A court in Tunisia has sentenced a 51-year-old man to death over Facebook posts deemed offensive to President Kais Saied and a threat to state security, his lawyer said Friday.
The defendant, who has not been identified, was convicted on Wednesday of three charges: attempting to overthrow the state, insulting the president and spreading false information online.
Judges said the posts incited violence and chaos and violated Tunisia’s penal code as well as the controversial 2022 cybercrime law, Decree 54. The ruling is the first of its kind in Tunisia.
Although capital punishment remains in Tunisia's penal code and civilian courts occasionally issue death sentences, none have been carried out since the execution of a serial killer in 1991.
Little influence online
In a statement on Facebook, lawyer Oussama Bouthelja said that his client had been in pretrial detention since January 2024.
He said the father of three is an occasional day laborer and suffers from a permanent disability caused by a workplace accident.

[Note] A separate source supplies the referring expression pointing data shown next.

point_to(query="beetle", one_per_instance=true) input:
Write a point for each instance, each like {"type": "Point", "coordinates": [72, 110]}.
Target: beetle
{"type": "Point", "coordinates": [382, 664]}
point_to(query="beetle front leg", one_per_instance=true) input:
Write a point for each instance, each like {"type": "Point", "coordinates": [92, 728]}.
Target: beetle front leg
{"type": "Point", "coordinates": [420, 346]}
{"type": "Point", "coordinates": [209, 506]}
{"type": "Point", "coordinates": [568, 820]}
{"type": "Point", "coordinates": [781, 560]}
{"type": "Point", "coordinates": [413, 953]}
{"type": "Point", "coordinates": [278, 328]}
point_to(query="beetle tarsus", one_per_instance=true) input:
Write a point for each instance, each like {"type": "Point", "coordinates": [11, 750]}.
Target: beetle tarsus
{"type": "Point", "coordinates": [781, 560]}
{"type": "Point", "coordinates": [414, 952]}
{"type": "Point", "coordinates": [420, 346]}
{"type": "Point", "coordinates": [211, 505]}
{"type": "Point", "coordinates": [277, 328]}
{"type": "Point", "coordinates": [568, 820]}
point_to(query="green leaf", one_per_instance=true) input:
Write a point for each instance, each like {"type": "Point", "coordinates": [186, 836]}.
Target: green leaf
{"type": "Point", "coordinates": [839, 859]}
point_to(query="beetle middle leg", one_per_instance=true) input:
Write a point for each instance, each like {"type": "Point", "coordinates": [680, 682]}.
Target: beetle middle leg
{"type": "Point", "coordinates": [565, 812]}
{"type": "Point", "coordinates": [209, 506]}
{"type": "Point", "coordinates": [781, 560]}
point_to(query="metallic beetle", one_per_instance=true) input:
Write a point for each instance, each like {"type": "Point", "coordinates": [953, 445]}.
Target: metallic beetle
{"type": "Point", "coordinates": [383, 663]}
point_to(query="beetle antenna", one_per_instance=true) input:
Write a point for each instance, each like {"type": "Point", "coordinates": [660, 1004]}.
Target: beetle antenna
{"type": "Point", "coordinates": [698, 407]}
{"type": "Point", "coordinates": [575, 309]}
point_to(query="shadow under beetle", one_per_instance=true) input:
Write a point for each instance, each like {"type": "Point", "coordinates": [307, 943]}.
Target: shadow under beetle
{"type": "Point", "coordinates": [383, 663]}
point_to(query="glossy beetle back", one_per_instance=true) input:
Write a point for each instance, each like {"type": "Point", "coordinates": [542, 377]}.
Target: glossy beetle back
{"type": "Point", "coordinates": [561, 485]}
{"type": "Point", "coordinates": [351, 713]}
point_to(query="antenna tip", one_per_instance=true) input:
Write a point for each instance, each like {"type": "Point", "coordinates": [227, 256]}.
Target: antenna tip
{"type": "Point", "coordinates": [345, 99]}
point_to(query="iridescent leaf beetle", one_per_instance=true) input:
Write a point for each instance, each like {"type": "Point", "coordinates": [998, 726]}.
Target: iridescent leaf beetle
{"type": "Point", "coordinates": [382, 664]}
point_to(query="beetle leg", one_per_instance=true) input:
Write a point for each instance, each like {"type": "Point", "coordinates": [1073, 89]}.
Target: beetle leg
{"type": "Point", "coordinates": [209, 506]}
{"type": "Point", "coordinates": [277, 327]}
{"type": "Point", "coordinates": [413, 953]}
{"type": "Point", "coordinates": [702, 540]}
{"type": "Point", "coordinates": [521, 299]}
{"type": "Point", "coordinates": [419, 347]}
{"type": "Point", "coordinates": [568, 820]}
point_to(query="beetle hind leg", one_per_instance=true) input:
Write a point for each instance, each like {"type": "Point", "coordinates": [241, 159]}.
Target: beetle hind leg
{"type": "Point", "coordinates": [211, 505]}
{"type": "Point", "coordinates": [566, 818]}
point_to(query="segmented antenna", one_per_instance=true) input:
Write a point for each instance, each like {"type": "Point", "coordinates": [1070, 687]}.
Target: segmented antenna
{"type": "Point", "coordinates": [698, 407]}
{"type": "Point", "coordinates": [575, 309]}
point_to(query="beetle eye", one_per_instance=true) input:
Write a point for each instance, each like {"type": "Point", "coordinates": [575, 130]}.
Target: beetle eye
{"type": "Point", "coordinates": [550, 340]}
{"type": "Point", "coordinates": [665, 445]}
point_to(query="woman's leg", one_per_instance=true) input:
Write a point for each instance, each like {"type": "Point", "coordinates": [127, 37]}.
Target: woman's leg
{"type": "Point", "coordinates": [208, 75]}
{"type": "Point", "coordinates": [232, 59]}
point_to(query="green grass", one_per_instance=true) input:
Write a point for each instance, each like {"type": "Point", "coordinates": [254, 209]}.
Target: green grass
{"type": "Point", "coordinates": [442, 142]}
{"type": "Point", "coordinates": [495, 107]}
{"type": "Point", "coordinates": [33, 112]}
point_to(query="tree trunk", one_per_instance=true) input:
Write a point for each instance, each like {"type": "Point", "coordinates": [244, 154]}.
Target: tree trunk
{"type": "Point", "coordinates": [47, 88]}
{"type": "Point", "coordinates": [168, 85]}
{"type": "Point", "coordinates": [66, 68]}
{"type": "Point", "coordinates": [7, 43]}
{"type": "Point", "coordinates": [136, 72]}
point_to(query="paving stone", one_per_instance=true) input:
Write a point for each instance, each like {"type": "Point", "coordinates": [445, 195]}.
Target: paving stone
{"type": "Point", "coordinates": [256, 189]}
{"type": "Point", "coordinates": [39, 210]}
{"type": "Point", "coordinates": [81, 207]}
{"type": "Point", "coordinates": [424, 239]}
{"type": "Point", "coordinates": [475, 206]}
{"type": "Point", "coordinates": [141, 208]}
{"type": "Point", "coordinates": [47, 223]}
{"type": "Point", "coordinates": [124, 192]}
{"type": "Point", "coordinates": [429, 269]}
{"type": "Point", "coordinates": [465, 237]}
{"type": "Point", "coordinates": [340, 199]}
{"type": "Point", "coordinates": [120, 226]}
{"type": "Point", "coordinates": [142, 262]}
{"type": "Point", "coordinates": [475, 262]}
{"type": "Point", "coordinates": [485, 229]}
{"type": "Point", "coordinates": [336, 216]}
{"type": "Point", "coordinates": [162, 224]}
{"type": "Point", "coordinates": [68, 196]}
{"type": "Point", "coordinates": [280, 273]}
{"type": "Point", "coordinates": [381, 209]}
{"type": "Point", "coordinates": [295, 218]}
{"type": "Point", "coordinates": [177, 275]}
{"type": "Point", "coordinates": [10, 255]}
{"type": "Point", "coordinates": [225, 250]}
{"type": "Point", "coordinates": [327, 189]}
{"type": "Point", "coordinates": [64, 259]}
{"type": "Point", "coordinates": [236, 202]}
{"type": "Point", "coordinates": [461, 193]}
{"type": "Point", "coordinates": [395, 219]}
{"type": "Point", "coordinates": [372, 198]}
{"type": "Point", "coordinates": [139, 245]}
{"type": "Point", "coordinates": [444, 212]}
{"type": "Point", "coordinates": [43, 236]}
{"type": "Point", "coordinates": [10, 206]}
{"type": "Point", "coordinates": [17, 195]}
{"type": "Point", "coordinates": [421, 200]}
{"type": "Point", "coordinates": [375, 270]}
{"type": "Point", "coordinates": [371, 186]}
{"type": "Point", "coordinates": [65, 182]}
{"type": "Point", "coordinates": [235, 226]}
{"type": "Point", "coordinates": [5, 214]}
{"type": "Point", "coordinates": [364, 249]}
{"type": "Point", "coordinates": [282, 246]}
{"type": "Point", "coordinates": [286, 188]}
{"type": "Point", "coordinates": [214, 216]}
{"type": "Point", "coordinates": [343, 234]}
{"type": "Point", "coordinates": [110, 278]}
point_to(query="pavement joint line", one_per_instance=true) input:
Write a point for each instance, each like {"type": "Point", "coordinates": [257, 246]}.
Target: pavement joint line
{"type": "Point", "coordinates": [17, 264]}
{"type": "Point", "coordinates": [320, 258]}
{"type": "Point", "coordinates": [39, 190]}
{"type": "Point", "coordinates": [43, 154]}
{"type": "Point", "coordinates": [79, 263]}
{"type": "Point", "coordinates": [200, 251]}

Bouthelja described him as having limited educational background with little influence online.
“Most of the content he shared was copied from other pages, and some posts received no engagement at all," Bouthelja wrote. “In court, he said his intent was to draw authorities’ attention to his difficult living conditions, not to incite unrest.”
The ruling is the latest to use Decree 54, a law that makes it illegal “to produce, spread, disseminate, send or write false news ... with the aim of infringing the rights of others, harming public safety or national defense or sowing terror among the population.”